Mallorca 2024 holiday warning as locals go to war on boozy British tourists | Travel News | Travel

A boozy British holiday spot popular with youngsters looking for sun, sea and sangria is about to have stringent laws implemented to restrict alcohol consumption on the island. 

Mallorca, which makes up part of the Balearics in Spain, is home to Magaluf – renowned for its non-stop partying vibe, lively strip and crowds upon crowds of rowdy revellers drinking and clubbing until they drop. 

The issue of binge-drinking is not new, and already there have been focused efforts to implement a new law following the bad behaviour of drunken tourists. According to reports, this included alcohol ban zones and night-time entry controls on beaches.

But these measures did not bring much improvement, with even the help of private detectives failing to make much of a difference. 

In a ramped up step, authorities are now bringing in the Decree for Responsible Tourism to change its image.

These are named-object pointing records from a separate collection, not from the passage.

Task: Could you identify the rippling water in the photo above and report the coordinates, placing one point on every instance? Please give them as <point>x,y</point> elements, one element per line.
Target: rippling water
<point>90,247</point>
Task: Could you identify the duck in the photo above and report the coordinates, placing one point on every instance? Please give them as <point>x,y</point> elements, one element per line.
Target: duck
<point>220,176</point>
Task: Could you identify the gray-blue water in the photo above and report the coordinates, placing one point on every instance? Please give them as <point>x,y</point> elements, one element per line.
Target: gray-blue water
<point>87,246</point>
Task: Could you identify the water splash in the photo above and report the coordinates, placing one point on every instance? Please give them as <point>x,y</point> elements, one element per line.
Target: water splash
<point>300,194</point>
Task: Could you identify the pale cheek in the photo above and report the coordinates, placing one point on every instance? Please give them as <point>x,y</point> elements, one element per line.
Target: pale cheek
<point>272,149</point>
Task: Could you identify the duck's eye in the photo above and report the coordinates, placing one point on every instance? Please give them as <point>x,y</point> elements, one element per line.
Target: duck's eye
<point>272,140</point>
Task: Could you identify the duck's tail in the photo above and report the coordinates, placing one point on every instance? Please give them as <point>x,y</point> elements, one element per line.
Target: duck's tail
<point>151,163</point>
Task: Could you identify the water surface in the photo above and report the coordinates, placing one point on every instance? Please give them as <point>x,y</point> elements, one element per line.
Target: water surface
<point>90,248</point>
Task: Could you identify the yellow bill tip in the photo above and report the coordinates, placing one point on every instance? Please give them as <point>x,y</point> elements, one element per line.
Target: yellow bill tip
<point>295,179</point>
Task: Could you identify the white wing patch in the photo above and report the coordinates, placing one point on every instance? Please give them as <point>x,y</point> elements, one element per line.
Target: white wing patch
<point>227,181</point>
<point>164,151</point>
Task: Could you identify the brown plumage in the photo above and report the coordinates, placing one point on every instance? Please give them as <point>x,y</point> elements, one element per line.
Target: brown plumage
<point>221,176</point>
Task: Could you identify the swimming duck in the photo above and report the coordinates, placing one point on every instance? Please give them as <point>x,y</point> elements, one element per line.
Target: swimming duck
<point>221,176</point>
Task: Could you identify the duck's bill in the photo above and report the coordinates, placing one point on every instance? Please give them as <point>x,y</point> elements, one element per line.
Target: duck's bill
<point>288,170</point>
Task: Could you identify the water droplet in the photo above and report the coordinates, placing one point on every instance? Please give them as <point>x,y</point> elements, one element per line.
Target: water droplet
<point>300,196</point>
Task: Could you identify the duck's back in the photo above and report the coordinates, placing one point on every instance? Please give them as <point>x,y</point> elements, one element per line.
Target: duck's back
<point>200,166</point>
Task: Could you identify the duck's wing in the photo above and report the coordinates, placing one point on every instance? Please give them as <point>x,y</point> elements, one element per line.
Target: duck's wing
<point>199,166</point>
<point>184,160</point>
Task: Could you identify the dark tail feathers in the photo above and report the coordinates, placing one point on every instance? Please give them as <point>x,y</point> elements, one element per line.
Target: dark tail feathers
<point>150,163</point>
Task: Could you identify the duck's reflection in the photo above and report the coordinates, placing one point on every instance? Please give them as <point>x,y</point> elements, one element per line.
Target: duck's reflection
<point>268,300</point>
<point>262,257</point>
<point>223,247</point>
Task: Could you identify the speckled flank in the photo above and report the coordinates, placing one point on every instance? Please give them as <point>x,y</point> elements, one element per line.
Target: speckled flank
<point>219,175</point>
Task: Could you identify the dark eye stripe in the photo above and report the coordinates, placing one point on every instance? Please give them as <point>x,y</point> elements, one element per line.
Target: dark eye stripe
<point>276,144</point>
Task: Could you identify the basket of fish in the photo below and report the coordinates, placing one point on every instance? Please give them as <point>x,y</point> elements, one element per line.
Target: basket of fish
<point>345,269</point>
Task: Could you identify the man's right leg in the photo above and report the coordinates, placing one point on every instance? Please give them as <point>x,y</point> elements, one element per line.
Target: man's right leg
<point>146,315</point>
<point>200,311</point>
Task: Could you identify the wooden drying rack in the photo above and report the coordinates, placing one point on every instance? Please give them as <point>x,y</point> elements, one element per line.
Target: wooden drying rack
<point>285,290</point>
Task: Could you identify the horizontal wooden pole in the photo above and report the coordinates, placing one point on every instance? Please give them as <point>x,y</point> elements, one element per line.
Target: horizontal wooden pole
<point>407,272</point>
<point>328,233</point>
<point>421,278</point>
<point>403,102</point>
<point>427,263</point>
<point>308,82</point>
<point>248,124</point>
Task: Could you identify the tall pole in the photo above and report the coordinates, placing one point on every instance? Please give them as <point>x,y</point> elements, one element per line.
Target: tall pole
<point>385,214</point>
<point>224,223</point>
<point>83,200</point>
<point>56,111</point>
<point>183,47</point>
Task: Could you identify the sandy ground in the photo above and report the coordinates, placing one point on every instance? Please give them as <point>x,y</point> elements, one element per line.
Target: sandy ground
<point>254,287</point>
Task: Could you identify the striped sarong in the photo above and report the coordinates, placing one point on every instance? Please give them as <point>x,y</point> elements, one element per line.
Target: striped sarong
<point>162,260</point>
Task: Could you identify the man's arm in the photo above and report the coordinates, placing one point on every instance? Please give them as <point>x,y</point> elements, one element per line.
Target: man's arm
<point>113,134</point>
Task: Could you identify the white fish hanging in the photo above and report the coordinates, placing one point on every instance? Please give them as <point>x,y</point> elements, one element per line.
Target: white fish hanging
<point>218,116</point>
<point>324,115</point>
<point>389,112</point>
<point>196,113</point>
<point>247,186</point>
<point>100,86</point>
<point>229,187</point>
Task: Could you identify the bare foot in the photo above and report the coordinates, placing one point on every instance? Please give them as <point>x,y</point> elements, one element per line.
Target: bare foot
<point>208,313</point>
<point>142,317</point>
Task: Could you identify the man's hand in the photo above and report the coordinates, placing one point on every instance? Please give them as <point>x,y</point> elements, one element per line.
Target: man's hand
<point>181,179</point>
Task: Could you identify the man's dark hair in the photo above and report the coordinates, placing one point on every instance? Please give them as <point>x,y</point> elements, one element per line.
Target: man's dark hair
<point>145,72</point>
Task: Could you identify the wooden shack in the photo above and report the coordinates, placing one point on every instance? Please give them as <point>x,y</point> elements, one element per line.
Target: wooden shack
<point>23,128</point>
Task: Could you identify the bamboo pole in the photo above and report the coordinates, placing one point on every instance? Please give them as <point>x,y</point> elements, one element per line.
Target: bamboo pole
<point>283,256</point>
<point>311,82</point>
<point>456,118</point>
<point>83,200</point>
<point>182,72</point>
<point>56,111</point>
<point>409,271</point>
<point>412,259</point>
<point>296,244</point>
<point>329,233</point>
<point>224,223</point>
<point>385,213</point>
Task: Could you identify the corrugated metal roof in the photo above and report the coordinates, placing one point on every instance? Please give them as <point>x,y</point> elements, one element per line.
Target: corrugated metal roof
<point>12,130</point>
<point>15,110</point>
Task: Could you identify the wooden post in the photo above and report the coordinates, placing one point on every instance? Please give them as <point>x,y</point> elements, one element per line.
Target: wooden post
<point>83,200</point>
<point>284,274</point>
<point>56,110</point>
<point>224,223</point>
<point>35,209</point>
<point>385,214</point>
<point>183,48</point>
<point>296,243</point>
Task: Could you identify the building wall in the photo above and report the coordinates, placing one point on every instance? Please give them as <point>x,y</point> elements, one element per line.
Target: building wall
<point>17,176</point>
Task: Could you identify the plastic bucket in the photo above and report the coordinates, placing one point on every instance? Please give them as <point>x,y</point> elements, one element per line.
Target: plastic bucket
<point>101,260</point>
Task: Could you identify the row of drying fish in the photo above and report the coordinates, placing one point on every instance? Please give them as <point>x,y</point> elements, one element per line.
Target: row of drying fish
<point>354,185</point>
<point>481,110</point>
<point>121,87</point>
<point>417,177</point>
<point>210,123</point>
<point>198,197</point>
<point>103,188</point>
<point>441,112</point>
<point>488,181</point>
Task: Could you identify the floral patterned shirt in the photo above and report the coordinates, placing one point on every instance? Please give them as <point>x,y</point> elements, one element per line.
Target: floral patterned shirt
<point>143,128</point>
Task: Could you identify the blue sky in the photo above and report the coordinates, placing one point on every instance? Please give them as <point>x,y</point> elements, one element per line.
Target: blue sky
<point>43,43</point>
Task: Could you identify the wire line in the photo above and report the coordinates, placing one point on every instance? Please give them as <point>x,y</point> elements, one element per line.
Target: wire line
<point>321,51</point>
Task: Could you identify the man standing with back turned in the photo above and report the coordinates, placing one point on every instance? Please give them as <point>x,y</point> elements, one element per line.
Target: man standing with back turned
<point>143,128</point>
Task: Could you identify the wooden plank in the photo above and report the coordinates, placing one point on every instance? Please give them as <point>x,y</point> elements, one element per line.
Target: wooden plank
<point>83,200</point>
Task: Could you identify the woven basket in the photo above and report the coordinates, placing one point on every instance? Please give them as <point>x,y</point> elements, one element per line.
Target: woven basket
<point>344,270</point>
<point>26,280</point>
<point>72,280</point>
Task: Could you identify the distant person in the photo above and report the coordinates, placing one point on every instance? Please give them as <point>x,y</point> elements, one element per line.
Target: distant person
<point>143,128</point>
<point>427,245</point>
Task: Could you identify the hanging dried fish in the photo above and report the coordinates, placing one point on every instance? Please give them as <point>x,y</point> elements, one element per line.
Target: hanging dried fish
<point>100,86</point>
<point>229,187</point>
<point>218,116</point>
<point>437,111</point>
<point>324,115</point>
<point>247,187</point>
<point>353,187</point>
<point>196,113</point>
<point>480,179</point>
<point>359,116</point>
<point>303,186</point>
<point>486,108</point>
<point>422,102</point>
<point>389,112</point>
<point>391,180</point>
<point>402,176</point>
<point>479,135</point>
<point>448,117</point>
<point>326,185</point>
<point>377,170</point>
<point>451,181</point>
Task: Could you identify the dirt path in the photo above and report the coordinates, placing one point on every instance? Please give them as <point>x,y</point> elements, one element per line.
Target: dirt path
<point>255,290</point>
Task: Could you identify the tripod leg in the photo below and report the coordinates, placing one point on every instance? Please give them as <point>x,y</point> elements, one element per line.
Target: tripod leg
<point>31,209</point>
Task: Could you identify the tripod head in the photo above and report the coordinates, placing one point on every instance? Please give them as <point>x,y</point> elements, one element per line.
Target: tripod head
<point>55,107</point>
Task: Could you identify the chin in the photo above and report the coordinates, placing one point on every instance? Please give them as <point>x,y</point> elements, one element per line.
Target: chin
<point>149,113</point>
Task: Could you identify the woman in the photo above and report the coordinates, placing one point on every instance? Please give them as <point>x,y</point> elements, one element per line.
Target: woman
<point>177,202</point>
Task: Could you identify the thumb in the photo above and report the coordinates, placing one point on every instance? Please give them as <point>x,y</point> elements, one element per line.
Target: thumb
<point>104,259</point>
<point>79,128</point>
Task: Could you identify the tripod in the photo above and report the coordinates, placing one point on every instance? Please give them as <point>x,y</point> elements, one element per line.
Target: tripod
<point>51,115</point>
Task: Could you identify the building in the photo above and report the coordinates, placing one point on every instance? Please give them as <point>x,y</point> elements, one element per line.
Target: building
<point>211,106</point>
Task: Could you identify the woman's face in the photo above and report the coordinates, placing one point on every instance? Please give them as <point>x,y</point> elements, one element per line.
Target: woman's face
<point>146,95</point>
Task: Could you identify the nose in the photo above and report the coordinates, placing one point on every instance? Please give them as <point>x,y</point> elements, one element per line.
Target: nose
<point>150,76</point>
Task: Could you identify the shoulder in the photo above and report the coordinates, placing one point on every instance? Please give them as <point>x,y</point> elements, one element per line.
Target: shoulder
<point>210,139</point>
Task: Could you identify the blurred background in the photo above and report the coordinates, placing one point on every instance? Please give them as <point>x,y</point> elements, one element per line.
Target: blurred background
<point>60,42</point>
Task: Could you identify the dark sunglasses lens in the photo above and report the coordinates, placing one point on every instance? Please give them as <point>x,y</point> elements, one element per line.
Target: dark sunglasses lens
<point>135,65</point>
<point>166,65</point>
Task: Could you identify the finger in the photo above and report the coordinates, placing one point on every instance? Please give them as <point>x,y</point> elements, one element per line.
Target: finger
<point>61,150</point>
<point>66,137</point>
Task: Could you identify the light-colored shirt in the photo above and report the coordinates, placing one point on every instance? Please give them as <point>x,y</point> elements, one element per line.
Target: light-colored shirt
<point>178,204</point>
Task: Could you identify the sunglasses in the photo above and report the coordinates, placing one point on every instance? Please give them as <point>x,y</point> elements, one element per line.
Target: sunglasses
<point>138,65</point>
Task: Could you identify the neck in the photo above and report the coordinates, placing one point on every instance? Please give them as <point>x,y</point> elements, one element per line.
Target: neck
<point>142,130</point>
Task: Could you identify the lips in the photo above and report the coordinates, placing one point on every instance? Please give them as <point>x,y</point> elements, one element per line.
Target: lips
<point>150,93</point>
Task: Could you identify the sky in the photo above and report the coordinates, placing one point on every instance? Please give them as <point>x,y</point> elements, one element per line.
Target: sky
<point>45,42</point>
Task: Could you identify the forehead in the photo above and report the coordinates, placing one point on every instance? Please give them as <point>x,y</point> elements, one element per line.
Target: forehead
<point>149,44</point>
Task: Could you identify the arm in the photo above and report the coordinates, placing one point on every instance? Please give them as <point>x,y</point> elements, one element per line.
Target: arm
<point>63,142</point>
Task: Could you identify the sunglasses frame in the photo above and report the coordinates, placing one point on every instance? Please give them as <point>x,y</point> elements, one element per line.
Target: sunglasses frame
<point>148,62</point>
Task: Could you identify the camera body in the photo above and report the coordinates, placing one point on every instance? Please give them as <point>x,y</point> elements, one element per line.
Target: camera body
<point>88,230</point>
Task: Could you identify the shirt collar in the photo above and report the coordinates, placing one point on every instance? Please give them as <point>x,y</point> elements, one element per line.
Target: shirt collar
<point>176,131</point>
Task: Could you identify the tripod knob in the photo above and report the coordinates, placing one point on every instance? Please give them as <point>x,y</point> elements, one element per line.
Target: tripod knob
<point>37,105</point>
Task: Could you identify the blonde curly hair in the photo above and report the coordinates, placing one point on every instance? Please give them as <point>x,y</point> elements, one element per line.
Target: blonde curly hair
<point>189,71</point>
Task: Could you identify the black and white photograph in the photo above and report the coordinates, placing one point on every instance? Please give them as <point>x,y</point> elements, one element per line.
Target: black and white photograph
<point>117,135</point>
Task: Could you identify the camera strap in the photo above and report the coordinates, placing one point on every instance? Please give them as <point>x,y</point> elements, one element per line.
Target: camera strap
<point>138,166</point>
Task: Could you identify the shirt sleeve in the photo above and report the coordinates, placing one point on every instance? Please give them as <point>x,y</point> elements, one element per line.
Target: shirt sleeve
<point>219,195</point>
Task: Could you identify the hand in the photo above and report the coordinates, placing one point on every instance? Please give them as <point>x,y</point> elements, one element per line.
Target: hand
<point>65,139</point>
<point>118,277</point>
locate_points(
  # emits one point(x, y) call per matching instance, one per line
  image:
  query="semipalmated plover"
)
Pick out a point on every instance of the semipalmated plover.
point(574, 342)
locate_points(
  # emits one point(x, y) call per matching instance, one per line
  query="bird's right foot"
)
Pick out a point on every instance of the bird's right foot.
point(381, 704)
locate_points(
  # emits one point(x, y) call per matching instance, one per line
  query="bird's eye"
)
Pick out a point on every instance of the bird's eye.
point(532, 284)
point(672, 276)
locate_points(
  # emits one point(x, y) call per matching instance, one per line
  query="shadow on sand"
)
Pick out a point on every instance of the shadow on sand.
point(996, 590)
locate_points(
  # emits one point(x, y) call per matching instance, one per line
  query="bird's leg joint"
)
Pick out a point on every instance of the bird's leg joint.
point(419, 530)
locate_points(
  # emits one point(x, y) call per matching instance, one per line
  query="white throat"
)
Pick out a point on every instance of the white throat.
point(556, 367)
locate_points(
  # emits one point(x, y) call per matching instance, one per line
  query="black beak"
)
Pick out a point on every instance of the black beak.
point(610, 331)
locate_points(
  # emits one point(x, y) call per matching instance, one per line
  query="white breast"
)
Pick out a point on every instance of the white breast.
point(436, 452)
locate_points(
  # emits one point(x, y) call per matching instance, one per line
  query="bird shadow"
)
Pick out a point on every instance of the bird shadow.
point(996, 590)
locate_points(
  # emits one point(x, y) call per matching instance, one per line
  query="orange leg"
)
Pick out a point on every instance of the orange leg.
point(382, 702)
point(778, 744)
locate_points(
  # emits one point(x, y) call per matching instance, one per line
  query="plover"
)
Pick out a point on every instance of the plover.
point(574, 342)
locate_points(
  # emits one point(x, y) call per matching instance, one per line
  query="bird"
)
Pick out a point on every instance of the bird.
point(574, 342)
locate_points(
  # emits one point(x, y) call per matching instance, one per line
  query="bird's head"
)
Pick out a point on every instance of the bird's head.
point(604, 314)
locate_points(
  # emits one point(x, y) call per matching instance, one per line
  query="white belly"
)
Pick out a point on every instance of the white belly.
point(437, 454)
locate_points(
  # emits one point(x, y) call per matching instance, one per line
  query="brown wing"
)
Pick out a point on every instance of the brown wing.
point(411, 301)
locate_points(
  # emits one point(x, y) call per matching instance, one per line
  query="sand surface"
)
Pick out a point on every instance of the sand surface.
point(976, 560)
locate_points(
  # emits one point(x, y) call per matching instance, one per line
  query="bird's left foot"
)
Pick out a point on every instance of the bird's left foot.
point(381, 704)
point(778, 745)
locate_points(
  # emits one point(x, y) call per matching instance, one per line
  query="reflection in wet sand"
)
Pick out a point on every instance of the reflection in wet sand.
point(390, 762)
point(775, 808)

The new law, which ultimately culminates a name change from the decree against tourism, comes into force within the 2024 holiday season – and this time it affects the whole island. 

The new law seeks to have restauranteurs and tourist venues sign a code of conduct, which limits how much and how frequently revellers can buy alcohol. The aim of it is not to drive tourism away, but to stamp out anti-social behaviour

The Balearic’s Tourism Minister Jaume Bauzà said the idea to encapsulate the whole island as previously, alcohol restrictions were segmented into zones, impacting streets within Playa de Palma and Magaluf, as well as in Sant Antoni de Portmany on Ibiza. 

Within these zones, alcohol sales were restricted to specific quantities and times. 

However, in some instances, the zones were divided in a manner that allowed purchases on the opposite side of the street. This practice is now set to be revised, the tourism minister explained.

The new rules are set to target providers over consumers, with penalties in place for anyone not following the law, Der Standard reported. However, the additional cost of these regulations could be passed down to holidaymakers. 

Punishments for law breakers may get harsher, too, with a specific focus on balconing – the act of jumping from a balcony into a swimming pool. These sorts of acts become more likely when revellers have been drinking. 

When addressing the issue of problematic tourists, Mallorca appears to be adopting a strategy reminiscent of Amsterdam’s approach. 

In the spring, the Dutch capital initiated an online campaign targeting young male British tourists known for engaging in excessive behaviour while visiting the city. The campaign aimed to raise awareness and promote responsible tourism practices among this demographic.

According to the Balearic Tourism Minister, a similar campaign is now proposed for informing young adults aged 16 to 25 from the UK about the regulations and penalties applicable in Mallorca.